Earlier this year, Australia’s media, the Productivity Commission, and business lobby groups ran the argument that Australia’s low labour productivity would prevent the Reserve Bank of Australia (RBA) from cutting interest rates.
“A surge in employment combined with scant investment by firms to improve output triggered a sharp drop in worker productivity, limiting prospects for income growth without fanning inflation, the Productivity Commission said in its annual report”, the above article read.
“Employers, though, were also not doing their bit.
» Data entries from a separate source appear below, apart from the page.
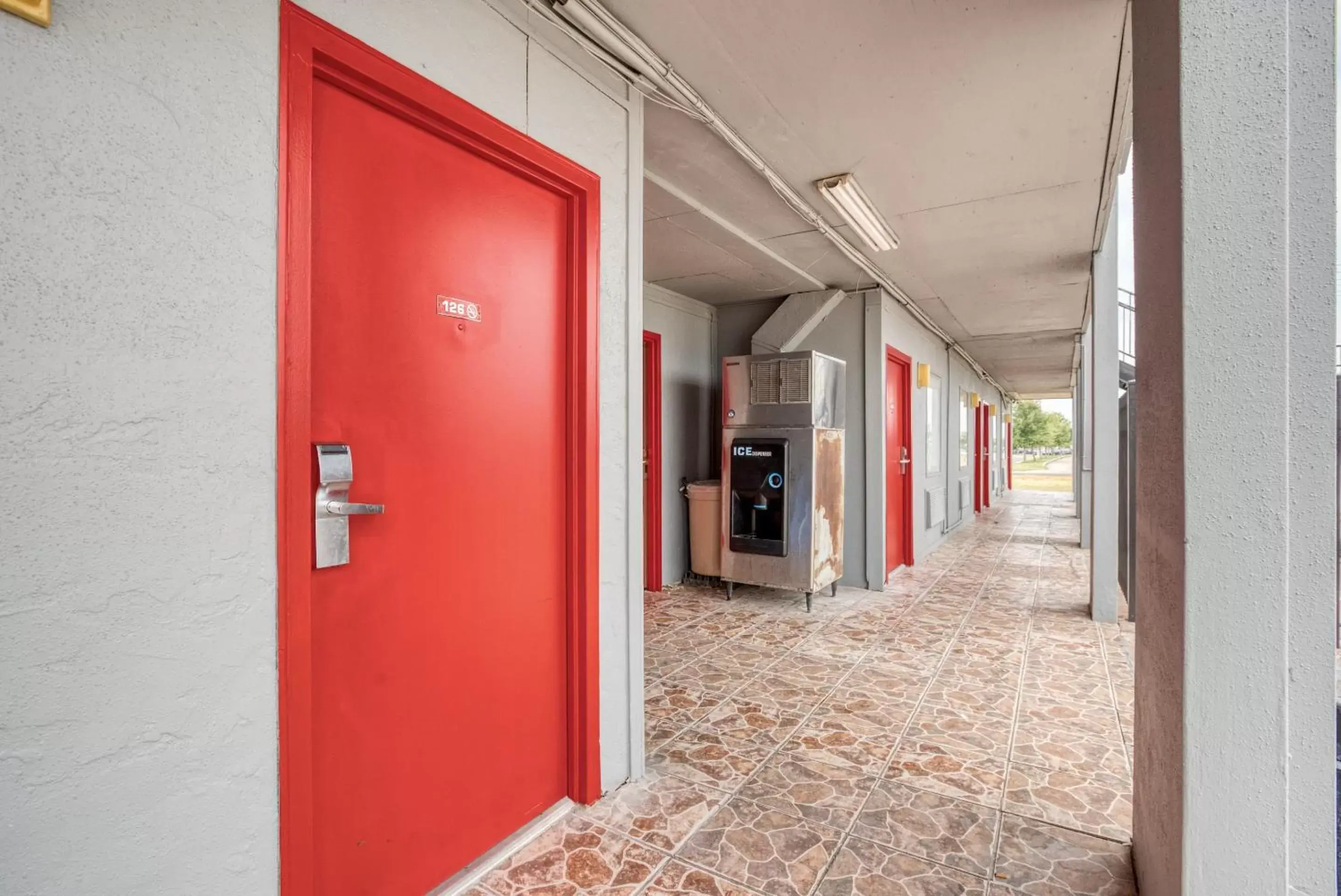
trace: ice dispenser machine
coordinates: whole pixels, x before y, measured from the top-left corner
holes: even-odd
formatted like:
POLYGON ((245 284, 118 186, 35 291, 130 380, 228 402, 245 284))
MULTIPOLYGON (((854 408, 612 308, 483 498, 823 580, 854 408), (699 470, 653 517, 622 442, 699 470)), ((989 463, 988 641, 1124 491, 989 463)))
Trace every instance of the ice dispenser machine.
POLYGON ((818 351, 723 359, 721 578, 811 596, 842 575, 846 370, 818 351))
The capital-to-labour ratio, one measure of spending on equipment to improve output, fell by a record 4.9% for the year”.
“So while a record number of Australians had jobs, employers didn’t invest in the equipment, tools and resources that are needed to make the most of employees’ skills and talents”, Productivity Commission deputy chair Alex Robson Robson said.
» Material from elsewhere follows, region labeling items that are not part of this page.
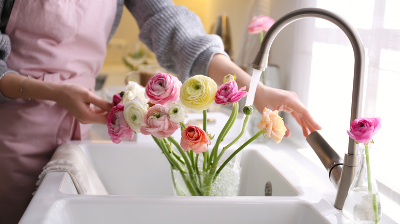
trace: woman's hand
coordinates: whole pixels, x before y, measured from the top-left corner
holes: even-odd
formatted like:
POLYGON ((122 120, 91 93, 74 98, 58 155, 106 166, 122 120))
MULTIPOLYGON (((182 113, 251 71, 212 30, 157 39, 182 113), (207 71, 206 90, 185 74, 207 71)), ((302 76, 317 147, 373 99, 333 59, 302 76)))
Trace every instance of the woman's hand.
MULTIPOLYGON (((238 86, 246 86, 249 91, 251 76, 239 68, 228 58, 222 54, 213 56, 208 68, 208 75, 218 85, 222 84, 224 76, 236 74, 238 86)), ((266 86, 261 82, 257 86, 254 106, 261 113, 264 107, 271 110, 283 111, 290 114, 303 128, 303 133, 307 137, 310 133, 320 130, 321 127, 311 117, 295 93, 283 89, 266 86)), ((287 128, 287 127, 286 127, 287 128)), ((286 137, 290 135, 288 128, 286 137)))
POLYGON ((107 124, 111 103, 78 85, 59 85, 59 95, 55 100, 82 124, 107 124), (91 104, 96 106, 94 108, 91 104))
MULTIPOLYGON (((294 92, 266 86, 260 82, 257 86, 254 105, 262 113, 264 108, 267 107, 290 114, 302 127, 305 137, 321 129, 294 92)), ((288 128, 285 137, 289 136, 290 130, 288 128)))

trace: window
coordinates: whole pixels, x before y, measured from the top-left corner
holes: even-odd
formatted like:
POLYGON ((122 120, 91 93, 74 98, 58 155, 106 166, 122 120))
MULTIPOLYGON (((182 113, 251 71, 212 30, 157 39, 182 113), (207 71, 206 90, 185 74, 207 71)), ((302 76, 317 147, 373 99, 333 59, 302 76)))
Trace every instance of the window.
MULTIPOLYGON (((400 204, 400 178, 393 170, 400 160, 400 147, 397 146, 400 133, 400 1, 299 0, 297 4, 298 8, 316 7, 341 15, 363 40, 366 66, 362 116, 382 118, 381 129, 374 138, 373 146, 377 153, 373 169, 378 185, 382 186, 379 189, 400 204)), ((344 155, 350 122, 353 50, 335 25, 322 19, 310 19, 295 29, 293 68, 289 73, 293 75, 289 76, 289 88, 298 94, 324 127, 320 131, 323 136, 339 155, 344 155), (309 79, 309 84, 299 87, 299 78, 295 76, 302 69, 309 71, 309 77, 301 78, 309 79)))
“Further capital investment would help turn our strong employment growth into strong productivity growth”.
The Productivity Commission was right to blame Australia’s poor productivity on capital shallowing, which happens when a nation’s population grows faster than business, infrastructure, and housing investment, resulting in less capital per person.
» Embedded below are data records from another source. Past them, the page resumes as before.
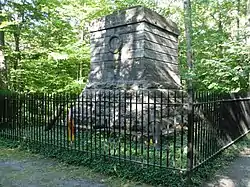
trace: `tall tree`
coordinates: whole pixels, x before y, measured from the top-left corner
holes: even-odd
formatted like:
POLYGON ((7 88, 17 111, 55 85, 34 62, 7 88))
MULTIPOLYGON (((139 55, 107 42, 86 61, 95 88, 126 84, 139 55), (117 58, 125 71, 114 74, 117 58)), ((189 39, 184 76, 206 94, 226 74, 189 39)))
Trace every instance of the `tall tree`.
POLYGON ((247 2, 247 45, 250 46, 250 0, 247 2))
MULTIPOLYGON (((0 24, 3 22, 3 16, 2 16, 2 8, 3 8, 3 2, 0 0, 0 24)), ((3 52, 3 46, 4 46, 4 31, 0 30, 0 89, 6 87, 6 76, 7 76, 7 67, 4 60, 4 52, 3 52)))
Two decades of excessive population growth via strong immigration have indeed delivered capital shallowing in Australia and lowered productivity growth:
Where the Productivity Commission is misguided is the notion that lower labour productivity growth means higher interest rates.
This view was comprehensively debunked by the Bank of Canada’s (BoC) decision on Wednesday to commence a monetary easing cycle.
Like Australia, Canada’s labour productivity has collapsed amid record immigration-driven population growth, which has shallowed the nation’s capital base:
The comparison with productivity in the United States is stark.
Canada’s output per worker has been falling, whereas it has boomed in the United States:
In turn, Canada’s real per capita GDP has collapsed, whereas it has risen significantly in the United States:
If poor productivity growth was a legitimate concern with respect to rate cuts, then the BoC would not have cut rates.
When an economy is driven by labour supply growth via mass immigration, as is the case in Canada and Australia, productivity and wage growth tend to fall together.
The falling capital stock per person ensures that economic activity becomes less efficient over time, requiring more labour for the same amount of output.
The next phase of the cycle will involve a simultaneous decline in productivity and wages. Inflation will disappear as idle labour piles up, lifting unemployment.
The BoC’s rate cuts are the first salvo in this process. The RBA will follow in due course. But first, the RBA needs to see a significant rise in unemployment and/or falling inflation.